A little girl in the neighborhood likes to take walks with me and the dogs.  Right now I don't get home early enough to beat the "dark," so those trips are curtailed, but up until a few weeks ago we walked quite a bit.  In fact, she took to hanging around waiting for me, which was annoying me and I had to turn her away some times, due to fatigue or just not wanting to walk in the neighborhood. The dogs do not do well in the subdivision--too many stray dogs and cats, for one, so I take them elsewhere.

Anyway, being nine, she is in love with Frozen.  On one of our last walks, she sang the song the whole way, often at the top of her voice.  She is in chorus and gets to do solos.  She actually has a pretty good voice but tries to sing in that pop star style.  I had to tell  her the next time we walked that we wouldn't sing this time.

I bring this up because I heard a student paper on this movie and its lesbian themes (what?) but yes, people go there.  Instead, I direct the reader to this blog, where the writer explores it from another perspective and obviously loves the movie.

 http://www.naclhv.com/2014/05/the-gospel-according-to-disneys-frozen.html


I still think I like Beauty and the Beast better, but just a tad, and I haven't seen Frozen twice yet.  Both are quite good, both are about love of other and its saving power, rather than the old "believe in yourself" stuff.

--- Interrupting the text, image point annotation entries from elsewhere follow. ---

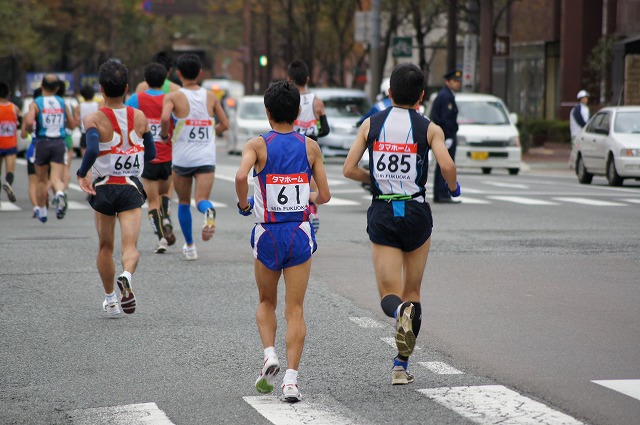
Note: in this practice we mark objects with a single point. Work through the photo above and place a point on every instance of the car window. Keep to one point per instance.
(627, 122)
(346, 106)
(252, 111)
(482, 113)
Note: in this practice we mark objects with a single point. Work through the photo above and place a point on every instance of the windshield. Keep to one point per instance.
(482, 113)
(627, 122)
(252, 111)
(346, 106)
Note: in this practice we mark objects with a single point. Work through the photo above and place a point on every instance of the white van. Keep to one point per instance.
(487, 133)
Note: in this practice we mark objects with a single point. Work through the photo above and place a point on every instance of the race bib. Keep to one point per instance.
(287, 192)
(154, 127)
(126, 163)
(53, 118)
(198, 131)
(395, 161)
(7, 128)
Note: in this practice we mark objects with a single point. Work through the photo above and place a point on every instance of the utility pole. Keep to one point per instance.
(452, 26)
(374, 51)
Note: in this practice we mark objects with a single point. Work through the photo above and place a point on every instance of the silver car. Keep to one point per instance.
(608, 145)
(344, 108)
(248, 121)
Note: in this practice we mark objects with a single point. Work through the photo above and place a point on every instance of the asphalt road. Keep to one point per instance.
(531, 294)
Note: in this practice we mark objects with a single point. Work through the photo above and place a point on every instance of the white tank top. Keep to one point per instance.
(306, 123)
(194, 137)
(123, 156)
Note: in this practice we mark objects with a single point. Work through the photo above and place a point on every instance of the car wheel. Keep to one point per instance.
(613, 177)
(584, 176)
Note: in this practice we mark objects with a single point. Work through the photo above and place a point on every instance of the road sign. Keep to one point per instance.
(402, 47)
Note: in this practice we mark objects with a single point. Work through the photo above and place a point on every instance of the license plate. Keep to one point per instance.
(479, 156)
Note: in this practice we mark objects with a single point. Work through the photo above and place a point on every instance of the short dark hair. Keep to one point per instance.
(407, 83)
(50, 82)
(4, 90)
(298, 72)
(164, 59)
(87, 92)
(189, 66)
(155, 74)
(282, 100)
(113, 76)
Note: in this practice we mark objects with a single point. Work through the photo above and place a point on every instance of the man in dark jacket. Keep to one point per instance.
(445, 113)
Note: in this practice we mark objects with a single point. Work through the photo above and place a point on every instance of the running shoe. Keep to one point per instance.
(405, 338)
(128, 300)
(271, 367)
(168, 231)
(291, 393)
(209, 227)
(400, 376)
(7, 188)
(190, 252)
(111, 308)
(42, 219)
(162, 246)
(61, 206)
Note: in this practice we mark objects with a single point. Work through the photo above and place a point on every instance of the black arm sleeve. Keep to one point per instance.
(149, 146)
(91, 154)
(324, 126)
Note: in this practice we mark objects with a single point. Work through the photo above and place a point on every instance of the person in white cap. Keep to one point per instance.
(579, 114)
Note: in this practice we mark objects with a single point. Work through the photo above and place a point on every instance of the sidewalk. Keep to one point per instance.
(549, 157)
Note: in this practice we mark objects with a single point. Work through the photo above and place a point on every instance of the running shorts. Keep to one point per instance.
(192, 171)
(50, 150)
(282, 245)
(111, 199)
(405, 225)
(157, 171)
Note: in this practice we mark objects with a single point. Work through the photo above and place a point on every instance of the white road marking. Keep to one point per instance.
(134, 414)
(366, 322)
(278, 412)
(630, 387)
(441, 368)
(392, 343)
(593, 202)
(496, 404)
(522, 200)
(510, 185)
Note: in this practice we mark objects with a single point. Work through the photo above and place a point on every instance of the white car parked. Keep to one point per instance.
(608, 145)
(487, 133)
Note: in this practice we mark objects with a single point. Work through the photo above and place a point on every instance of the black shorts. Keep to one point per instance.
(191, 171)
(405, 225)
(111, 199)
(50, 150)
(157, 171)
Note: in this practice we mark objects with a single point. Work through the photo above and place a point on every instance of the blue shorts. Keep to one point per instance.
(282, 245)
(405, 225)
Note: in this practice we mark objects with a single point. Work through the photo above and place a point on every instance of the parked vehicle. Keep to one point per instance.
(608, 145)
(487, 133)
(343, 108)
(249, 121)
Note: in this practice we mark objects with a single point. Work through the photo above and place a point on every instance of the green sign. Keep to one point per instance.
(402, 47)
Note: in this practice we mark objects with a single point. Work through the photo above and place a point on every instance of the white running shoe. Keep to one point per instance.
(111, 308)
(189, 252)
(291, 393)
(162, 246)
(405, 338)
(271, 367)
(400, 376)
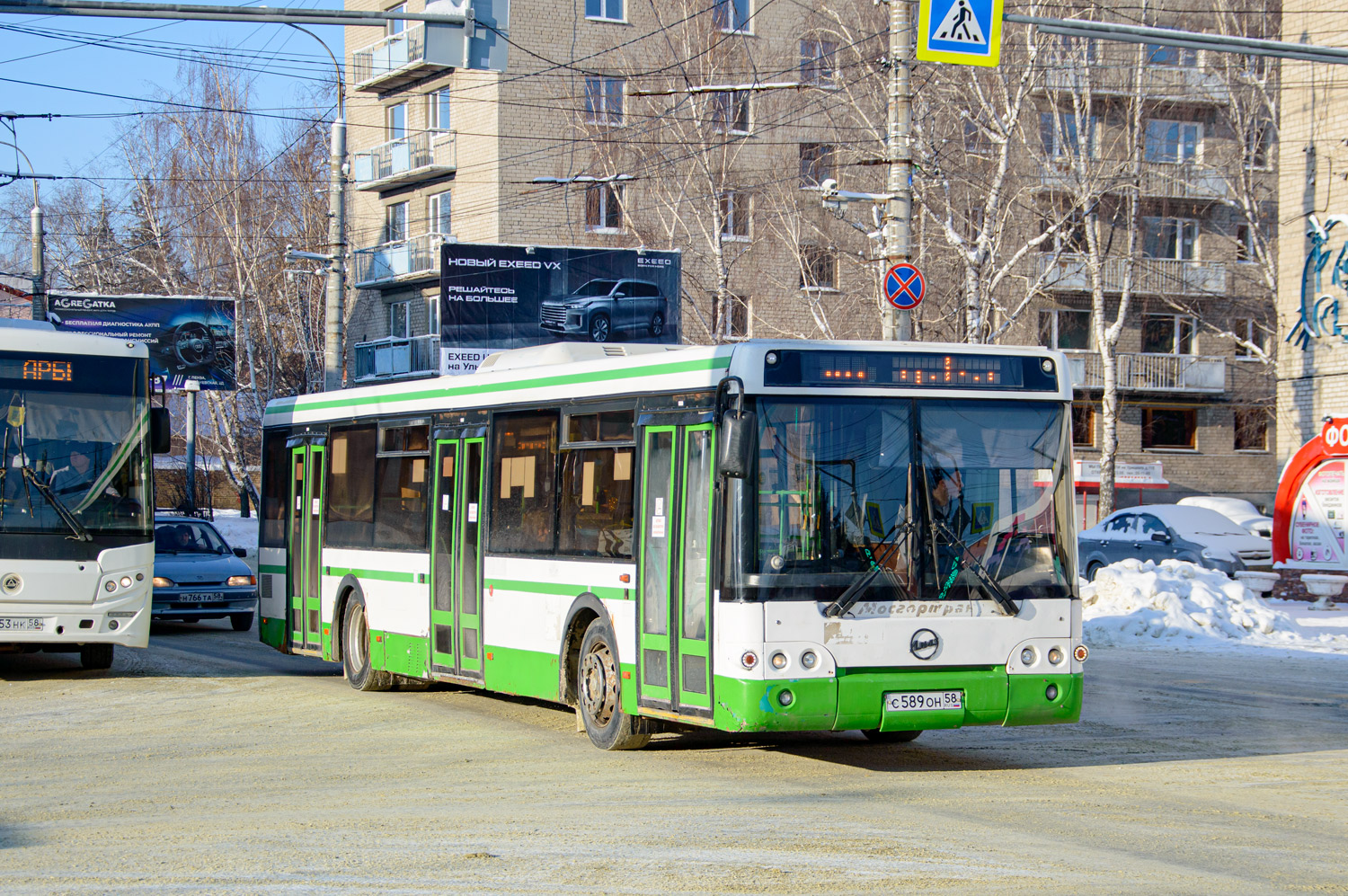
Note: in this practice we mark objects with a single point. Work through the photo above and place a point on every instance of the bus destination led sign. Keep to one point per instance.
(37, 369)
(908, 369)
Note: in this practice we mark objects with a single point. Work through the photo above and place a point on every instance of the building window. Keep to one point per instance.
(1065, 329)
(1083, 426)
(399, 320)
(731, 111)
(1169, 428)
(395, 121)
(604, 208)
(1170, 239)
(1251, 336)
(523, 494)
(395, 26)
(1177, 57)
(741, 315)
(395, 223)
(1245, 247)
(731, 15)
(1172, 142)
(819, 269)
(735, 216)
(816, 164)
(611, 10)
(817, 62)
(1258, 145)
(1059, 134)
(437, 110)
(437, 213)
(1251, 429)
(1167, 334)
(604, 100)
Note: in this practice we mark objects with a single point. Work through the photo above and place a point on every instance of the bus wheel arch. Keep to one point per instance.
(347, 588)
(584, 609)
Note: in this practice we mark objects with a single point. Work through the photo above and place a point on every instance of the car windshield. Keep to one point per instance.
(951, 499)
(188, 537)
(596, 288)
(73, 454)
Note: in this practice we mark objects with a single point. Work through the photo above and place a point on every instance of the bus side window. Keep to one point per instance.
(523, 488)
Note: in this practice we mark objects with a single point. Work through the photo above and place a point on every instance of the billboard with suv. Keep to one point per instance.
(507, 297)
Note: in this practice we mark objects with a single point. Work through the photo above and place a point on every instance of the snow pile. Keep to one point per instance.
(1181, 602)
(237, 531)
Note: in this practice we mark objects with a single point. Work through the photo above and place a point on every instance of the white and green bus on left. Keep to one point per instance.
(762, 537)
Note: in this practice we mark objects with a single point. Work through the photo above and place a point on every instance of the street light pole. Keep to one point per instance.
(898, 208)
(334, 306)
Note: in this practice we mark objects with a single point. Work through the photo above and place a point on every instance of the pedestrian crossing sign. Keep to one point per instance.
(960, 31)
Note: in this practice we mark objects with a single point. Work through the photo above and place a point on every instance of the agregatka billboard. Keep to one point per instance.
(189, 337)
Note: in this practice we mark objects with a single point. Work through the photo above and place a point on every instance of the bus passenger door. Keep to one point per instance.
(456, 558)
(674, 663)
(445, 502)
(304, 554)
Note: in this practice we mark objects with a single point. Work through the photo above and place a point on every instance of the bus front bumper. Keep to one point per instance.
(856, 701)
(123, 621)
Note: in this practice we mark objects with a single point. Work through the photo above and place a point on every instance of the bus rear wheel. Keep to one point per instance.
(598, 694)
(355, 655)
(96, 655)
(891, 737)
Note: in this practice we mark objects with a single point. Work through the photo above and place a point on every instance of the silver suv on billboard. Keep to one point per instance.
(600, 309)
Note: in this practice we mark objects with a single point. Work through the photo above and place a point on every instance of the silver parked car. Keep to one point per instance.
(199, 577)
(599, 309)
(1170, 531)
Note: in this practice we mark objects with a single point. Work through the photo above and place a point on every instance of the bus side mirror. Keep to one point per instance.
(161, 431)
(739, 437)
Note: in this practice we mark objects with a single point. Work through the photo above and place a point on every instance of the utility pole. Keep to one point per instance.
(898, 208)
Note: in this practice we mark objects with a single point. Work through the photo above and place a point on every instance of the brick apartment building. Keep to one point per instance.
(442, 154)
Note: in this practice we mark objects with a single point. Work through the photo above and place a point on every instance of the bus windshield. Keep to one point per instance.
(925, 499)
(73, 447)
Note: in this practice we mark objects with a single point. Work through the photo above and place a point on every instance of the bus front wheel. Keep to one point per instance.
(599, 696)
(355, 656)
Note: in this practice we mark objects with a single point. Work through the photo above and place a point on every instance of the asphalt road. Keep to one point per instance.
(210, 764)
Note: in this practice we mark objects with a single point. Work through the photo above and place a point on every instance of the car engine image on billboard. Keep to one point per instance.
(189, 337)
(507, 297)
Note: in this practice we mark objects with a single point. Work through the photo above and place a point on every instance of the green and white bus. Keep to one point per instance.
(760, 537)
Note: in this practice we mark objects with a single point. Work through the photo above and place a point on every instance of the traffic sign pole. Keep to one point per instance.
(898, 208)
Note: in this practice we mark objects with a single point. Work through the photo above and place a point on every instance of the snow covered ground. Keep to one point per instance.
(237, 531)
(1185, 605)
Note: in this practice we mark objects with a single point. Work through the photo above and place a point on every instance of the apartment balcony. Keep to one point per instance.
(1175, 84)
(409, 56)
(1150, 277)
(1159, 180)
(421, 156)
(396, 359)
(1142, 372)
(399, 262)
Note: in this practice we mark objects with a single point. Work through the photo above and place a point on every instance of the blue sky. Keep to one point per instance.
(280, 61)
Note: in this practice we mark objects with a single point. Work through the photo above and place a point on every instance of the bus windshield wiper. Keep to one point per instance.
(979, 570)
(849, 596)
(81, 534)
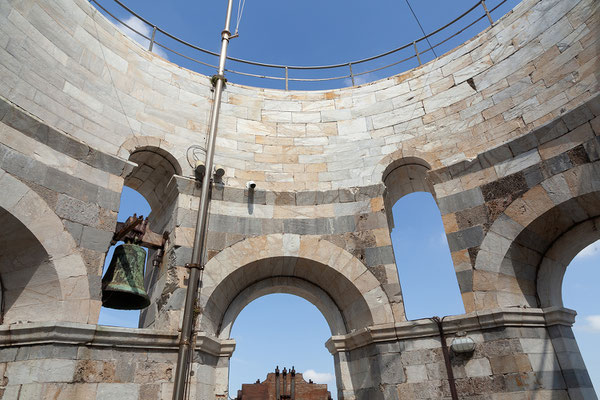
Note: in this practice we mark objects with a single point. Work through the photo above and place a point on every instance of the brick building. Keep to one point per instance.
(284, 385)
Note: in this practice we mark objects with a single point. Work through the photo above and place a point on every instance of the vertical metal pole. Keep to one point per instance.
(277, 390)
(417, 52)
(487, 13)
(446, 353)
(183, 361)
(152, 40)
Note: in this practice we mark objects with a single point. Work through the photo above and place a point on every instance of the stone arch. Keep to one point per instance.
(290, 285)
(59, 284)
(155, 166)
(516, 253)
(352, 288)
(399, 158)
(556, 260)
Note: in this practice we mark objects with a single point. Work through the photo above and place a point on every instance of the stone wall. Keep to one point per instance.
(503, 131)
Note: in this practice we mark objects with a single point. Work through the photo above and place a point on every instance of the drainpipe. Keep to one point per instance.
(293, 383)
(277, 383)
(196, 266)
(446, 353)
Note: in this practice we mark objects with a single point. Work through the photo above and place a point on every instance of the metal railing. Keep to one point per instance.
(351, 74)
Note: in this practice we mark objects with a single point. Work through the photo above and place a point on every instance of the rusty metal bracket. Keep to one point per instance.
(197, 266)
(135, 229)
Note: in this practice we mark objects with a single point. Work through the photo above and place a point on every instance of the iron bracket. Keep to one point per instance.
(197, 266)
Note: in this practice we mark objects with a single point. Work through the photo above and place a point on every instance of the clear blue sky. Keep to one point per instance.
(312, 32)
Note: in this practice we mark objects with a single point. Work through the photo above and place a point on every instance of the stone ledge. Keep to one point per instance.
(476, 321)
(105, 336)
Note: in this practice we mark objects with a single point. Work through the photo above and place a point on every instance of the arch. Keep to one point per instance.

I received Jesus and Other Gods by Ravi Zacharias today and look forward to reading it, after my debacle mentioned in the previous post.  What I have been meditating on is the internal vs. external.  Christianity is about the external becoming internal; the external God saves the internal soul; modern quasi religions focus on delving within to find something that will "save."   How much must one look inside, how deeply, to find this salvation?